Abstract
This proposal extends vbCLEAR into Season 2, focusing on maintaining staking participation while transitioning towards a buy-back mechanism.
It eliminates solver incentives, introduces a 12-month maximum staking lock, and utilizing protocol-generated fees for quarterly buy-backs starting in April 2025.
Motivation & Rationale
With the conclusion of vbCLEAR Season 1, staking incentives will be maintained while solver incentives will be replaced by EverScale program. The transition to a buy-back mechanism allows for long-term sustainability by using protocol revenue to support liquidity and redistribute value to stakeholders.
This proposal aligns with Everclear’s guiding principles by ensuring:
- A shift away from heavy emissions towards protocol revenue-based sustainability.
- A clear transition plan to an ongoing buy-back mechanism that strengthens liquidity and DAO treasury holdings.
Review of vbCLEAR Season 1
Key Outcomes:
- Total Staked: 13M vbCLEAR
- Total Rewards Paid:
- Remaining Rewards:
- 47.24923 WETH
- 5,870,000 CLEAR
- Season 1 provided critical learnings, primarily the need to shift towards a more sustainable model.
Key Terms
- vbCLEAR: Staked version of CLEAR.
- Buy-Back Mechanism: Process where protocol revenue is used to repurchase CLEAR from Uniswap.
- Liquidity Provisioning (LPing): Allocation of repurchased tokens to strengthen liquidity pools.
- EverScale: A newly launched initiative replacing solver incentives, reducing the need for emissions-based rewards.
Specifications
- Extension of vbCLEAR Staking
- Staking continues using remaining incentives, specifically 25% of WETH that is remaining and all remaining CLEAR.
- There are no new incentives for solvers as EverScale grants program replaces solver rewards.
- Stakers can lock funds for up to 12 months.
- Transition to Buy-Back Mechanism
- Buy-backs will begin in April 2025, following DAO passing the proposal. First buyback will use 75% of remaining rewards WETH (±38 WETH) to buy CLEAR from Uniswap.
- Moving forward, protocol revenue ETH will be used to repurchase CLEAR from Uniswap.
- The cadence of future buybacks will be decided on together with the entire execution process.
- 100% of repurchased tokens will be allocated to LPing on Uniswap.
- Buy-Back Execution Details
- Buy-backs will be conducted at market price first using part of remaining rewards and later using protocol-generated revenue.
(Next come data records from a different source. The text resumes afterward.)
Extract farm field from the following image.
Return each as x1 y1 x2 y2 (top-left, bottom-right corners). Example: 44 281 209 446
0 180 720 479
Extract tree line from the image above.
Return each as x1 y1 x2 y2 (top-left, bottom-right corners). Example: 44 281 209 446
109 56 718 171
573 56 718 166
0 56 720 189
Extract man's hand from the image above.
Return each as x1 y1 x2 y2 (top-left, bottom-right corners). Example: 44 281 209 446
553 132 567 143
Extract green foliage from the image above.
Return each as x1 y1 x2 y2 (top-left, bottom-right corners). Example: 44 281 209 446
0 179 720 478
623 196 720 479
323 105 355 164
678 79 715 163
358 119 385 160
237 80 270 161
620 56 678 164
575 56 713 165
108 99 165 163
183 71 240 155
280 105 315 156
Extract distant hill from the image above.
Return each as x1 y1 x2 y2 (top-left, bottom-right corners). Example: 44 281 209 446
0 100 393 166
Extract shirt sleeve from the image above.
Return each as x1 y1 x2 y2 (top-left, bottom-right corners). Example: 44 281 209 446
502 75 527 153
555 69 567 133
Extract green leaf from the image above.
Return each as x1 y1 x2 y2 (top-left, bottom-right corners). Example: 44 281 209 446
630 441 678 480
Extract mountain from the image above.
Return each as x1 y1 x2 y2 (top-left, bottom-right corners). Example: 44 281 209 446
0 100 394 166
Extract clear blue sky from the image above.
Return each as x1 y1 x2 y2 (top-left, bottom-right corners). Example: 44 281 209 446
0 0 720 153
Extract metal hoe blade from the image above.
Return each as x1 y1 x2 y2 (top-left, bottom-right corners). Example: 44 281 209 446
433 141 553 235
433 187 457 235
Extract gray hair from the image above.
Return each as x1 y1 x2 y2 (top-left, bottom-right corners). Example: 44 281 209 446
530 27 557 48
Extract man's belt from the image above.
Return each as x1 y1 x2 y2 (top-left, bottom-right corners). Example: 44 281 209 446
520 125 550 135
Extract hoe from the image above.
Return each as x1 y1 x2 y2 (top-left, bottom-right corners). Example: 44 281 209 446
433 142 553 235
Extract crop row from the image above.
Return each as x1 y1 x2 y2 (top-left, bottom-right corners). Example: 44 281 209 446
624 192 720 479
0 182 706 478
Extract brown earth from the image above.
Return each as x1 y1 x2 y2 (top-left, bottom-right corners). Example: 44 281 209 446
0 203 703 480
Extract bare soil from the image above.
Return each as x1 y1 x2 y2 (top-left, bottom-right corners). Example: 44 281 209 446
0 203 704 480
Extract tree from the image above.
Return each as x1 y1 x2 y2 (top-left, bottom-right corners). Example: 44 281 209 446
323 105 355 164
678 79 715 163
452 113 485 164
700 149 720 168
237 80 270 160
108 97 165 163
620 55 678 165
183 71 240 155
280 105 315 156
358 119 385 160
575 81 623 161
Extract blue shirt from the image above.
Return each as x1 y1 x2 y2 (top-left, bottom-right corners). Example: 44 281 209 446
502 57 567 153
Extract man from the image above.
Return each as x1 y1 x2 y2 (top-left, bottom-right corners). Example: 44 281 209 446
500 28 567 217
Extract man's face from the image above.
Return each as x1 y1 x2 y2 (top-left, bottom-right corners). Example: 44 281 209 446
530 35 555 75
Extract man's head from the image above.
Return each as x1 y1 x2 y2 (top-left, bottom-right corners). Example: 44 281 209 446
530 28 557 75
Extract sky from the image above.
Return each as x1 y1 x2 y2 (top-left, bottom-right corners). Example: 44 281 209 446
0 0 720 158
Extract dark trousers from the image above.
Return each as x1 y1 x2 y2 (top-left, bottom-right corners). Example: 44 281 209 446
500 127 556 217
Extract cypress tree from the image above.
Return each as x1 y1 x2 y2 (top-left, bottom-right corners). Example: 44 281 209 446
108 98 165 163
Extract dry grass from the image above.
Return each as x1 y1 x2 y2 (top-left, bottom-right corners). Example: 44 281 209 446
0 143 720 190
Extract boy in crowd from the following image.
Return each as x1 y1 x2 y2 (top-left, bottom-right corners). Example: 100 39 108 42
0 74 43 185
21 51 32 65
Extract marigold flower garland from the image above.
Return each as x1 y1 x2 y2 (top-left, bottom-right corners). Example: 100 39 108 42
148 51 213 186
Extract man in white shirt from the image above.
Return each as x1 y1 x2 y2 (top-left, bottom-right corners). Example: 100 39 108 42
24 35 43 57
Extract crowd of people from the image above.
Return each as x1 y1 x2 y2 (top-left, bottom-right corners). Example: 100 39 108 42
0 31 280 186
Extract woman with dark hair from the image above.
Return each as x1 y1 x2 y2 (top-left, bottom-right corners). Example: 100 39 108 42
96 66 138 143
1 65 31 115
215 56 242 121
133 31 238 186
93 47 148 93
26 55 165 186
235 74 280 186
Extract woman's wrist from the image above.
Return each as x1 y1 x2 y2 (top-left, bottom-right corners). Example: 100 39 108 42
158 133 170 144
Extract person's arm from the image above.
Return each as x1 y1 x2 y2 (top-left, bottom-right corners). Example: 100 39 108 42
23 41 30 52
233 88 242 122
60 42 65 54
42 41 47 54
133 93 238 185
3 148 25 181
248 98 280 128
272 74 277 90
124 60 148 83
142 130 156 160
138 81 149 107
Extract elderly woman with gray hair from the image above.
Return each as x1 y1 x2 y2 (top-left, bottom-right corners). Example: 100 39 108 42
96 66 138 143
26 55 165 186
- This will gradually reduce circulating supply while strengthening the token’s liquidity position.
- Revenue tracking and transparency mechanisms will ensure clear reporting to the DAO.
- One time buyback in April can be done by Incentives multisig:
- Signers: Ministro, Stefan, Veil, Khalil (Foundation Representative), James (Labs Representative)
- Multisig Address: 0xf617C72ae242AFc7cD92BF2F1875fE4Abd9B1A03
- Threshold: 4/5
- CLEAR will then be sent to DAO treasury from where Security Council can deploy funds to Arrakis Vault.
- Pending proposal passing, process for future execution will be defined and it will involve a set of scripts and smart contracts that will be fully automatic. Dynamic or shielded execution approach will be considered as suggested by Veil.
Steps to Implement
- Social vbCLEAR Season 2 (April – June 2025)
- Distribute remaining staking rewards.
- Monitor staking participation and adjust as needed.
- Implement Buy-Back Mechanism (April 2025 Onward)
- Deploy ETH for buy-backs.
- Utilize 100% of repurchased tokens for LPing.
- Track and surface buy-back details transparently to the DAO.
Timeline
- March 2025: vbCLEAR Season 2 begins and staking continues.
- April 2025: ±38 WETH is used to buy CLEAR from Uniswap and allocated to LPing.
- June 2025: End of vbCLEAR Season 2; first quarterly buy-back with protocol generated ETH.
Overall Cost
- Staking Incentives: Funded using 25% remaining allocated rewards in WETH and 100% remaining CLEAR.
- Buy-Backs:
- ±38 of remaining WETH will be used to buy CLEAR from Uniswap and then allocate to LPing.
- The amount of ETH from protocol revenue is TBD.
- Operational Costs: Minimal, as no contract changes are required.